To examine whether group performance masked any individual listener effects, differences in interrater variability scores across ratings tasks (variability for VAS minus variability for VSR) for each listener are presented in Figure 2 for descriptive purposes (OS M = 61.6, range: −124 to 281, SD = 110; BR M = 75.1, range: −67.0 to 337, SD = 96.4). A positive change score indicates a reduction in variability (i.e., better interrater reliability) for VSR relative to VAS. The figure shows that, for both OS and BR, 13 (72%) listeners showed lower interrater variability for VSR than VAS; two listeners (11%) showed no clear difference, and three listeners (17%) showed lower interrater variability with VAS than VSR.
Figure 2.
Differences in variability scores for each listener by rating task (visual analog scale [VAS] minus visual sort and rate [VSR]) for (a) overall severity and (b) breathiness. A positive value indicates a reduction in variability (i.e., better interrater reliability) for VSR compared to VAS, and a negative value indicates an increase in variability (i.e., worse interrater reliability) for VSR compared to VAS. A score of 0 indicates no difference in listener variability between the scale types. OS = overall severity; BR = breathiness.

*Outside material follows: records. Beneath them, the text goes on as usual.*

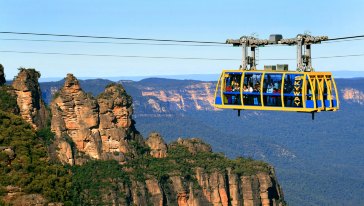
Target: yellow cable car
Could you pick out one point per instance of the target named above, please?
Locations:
(276, 88)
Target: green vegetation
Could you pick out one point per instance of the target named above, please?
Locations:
(7, 100)
(93, 181)
(181, 161)
(31, 169)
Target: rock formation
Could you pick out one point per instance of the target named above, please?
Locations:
(158, 147)
(2, 75)
(102, 128)
(30, 103)
(98, 128)
(216, 188)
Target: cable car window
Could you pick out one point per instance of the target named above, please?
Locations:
(251, 89)
(232, 88)
(293, 90)
(272, 89)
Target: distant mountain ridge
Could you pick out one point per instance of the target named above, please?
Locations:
(199, 77)
(312, 158)
(160, 96)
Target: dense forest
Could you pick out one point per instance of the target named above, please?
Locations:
(318, 162)
(26, 163)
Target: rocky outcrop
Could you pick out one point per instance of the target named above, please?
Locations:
(158, 147)
(7, 155)
(208, 187)
(2, 75)
(30, 103)
(87, 127)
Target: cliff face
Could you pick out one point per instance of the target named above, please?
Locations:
(204, 186)
(98, 128)
(151, 98)
(185, 172)
(30, 103)
(2, 75)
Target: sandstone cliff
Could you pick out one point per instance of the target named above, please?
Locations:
(30, 103)
(2, 75)
(185, 172)
(160, 174)
(99, 128)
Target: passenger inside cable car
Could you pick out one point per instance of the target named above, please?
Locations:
(232, 89)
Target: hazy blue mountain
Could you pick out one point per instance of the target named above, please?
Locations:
(318, 162)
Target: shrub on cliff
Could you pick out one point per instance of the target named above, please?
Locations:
(30, 170)
(8, 100)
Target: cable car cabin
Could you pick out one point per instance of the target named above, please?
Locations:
(276, 90)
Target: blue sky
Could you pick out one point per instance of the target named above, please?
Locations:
(185, 20)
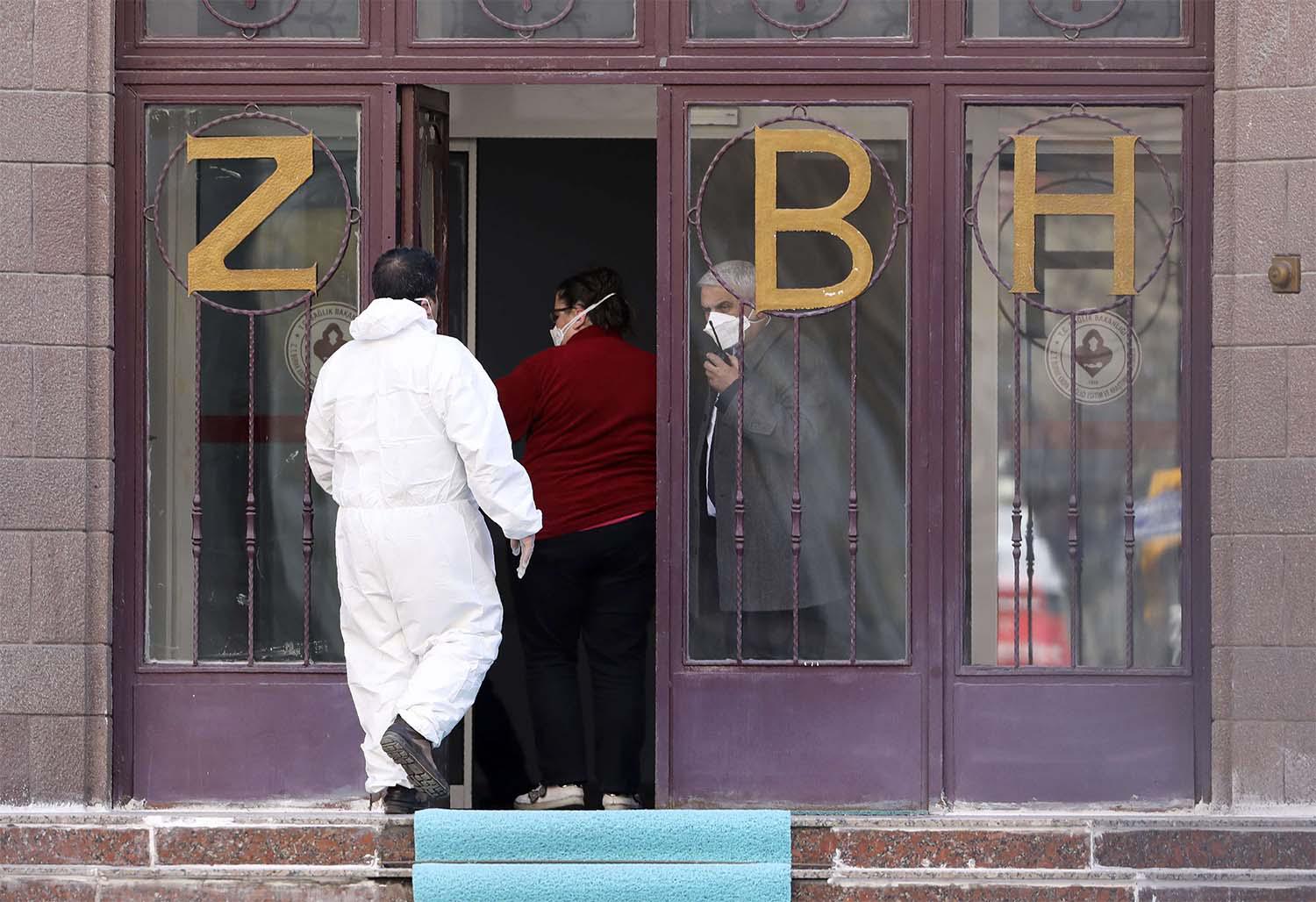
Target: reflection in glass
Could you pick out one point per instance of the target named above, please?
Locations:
(1074, 258)
(323, 20)
(305, 228)
(1128, 18)
(468, 20)
(766, 597)
(857, 18)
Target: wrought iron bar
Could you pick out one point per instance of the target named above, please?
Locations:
(1016, 536)
(740, 490)
(1076, 565)
(197, 497)
(529, 29)
(1071, 31)
(1029, 555)
(250, 31)
(855, 483)
(1128, 489)
(797, 32)
(250, 505)
(308, 533)
(797, 506)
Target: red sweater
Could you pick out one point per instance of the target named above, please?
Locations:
(589, 412)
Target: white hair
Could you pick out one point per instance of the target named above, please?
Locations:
(737, 276)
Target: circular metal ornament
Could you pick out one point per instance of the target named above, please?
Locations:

Variability scores also were calculated for each voice sample by averaging the squared differences between each listener's rating and the group average rating (Chan & Yiu, 2002; Eadie & Kapsner-Smith, 2011). Mean interrater variability scores for each speaker were plotted as a function of the severity of each speaker sample for each rating task (VSR and VAS) for both OS (see Figure 3a) and BR (see Figure 3b). After visual inspection, simple regression was used to assess the relationship between severity (x) and variability (y). Sequential predictor entry was used, with each block including consecutively higher order polynomials (x, x2, x3, etc.) until no significant improvement in model fit was obtained. The lines of best fit for VSR and VAS are displayed in Figures 3a and 3b with corresponding R 2 values. In all cases, data were best predicted with nonlinear functions; the highest interrater variability was observed in the midrange of speaker severity, and the lowest interrater variability (i.e., better interrater reliability) was observed at the ends. For OS, a cubic model provided the best fit for VAS (y = −32.66 + 26.83x − 0.46x2 + 0.002x3) and VSR (y = −21.98 + 20.82x − 0.39x2 + 0.002x3); for BR, a quadratic model provided the best fit for VAS (y = 13.73 + 20.20x − 0.21x2) and VSR (y = −3.14 + 16.26x − 0.17x2). Importantly, both Figures 3a and 3b also show that, regardless of the severity of the rating dimension, ratings using VSR were less variable than ratings from VAS. Stimuli that were in the midrange of the scale showed the greatest decreases in interrater variability scores (i.e., better interrater reliability) when ratings were made using VSR, compared to VAS.
Figure 3.
Voice sample variability scores for judgments of (a) overall severity (OS) and (b) breathiness (BR) as a function of severity and rating task, visual analog scale (VAS) versus visual sort and rate (VSR; note, for clarity of visualization, data points not pictured in panel b for VAS at (51, 1213) and (65, 1189), and for VSR at (53, 870), though all were included in regression analyses). Curves were fitted using polynomial regression for descriptive purposes.
Discussion
In this study, the reliability of a relatively novel experimental method, VSR, was compared to the more frequently used method of VAS for inexperienced listeners' ratings of OS and BR of speakers with dysphonia. Overall, findings showed that the VSR method significantly reduced interrater variability for ratings of both OS and BR of dysphonic voices, with medium-to-large effect sizes. The effect was strongest for ratings of BR; this finding is unsurprising, as ratings of individual voice quality dimensions such as BR are typically more difficult for listeners to judge than comprehensive judgments of overall voice severity, as reflected by lower reliability of these judgments (Kreiman & Gerratt, 1998). Furthermore, improved interrater reliability was consistent across the majority (72%) of listeners for both dimensions. Finally, results from this study showed that the VSR method was effective in significantly reducing interrater variability across the range of scale values, particularly in the midrange of the scale where variability in listeners' judgments of voice quality tends to be highest in both research and clinical contexts (Eadie & Kapsner-Smith, 2011; Kreiman & Gerratt, 1996; Kreiman et al., 1993).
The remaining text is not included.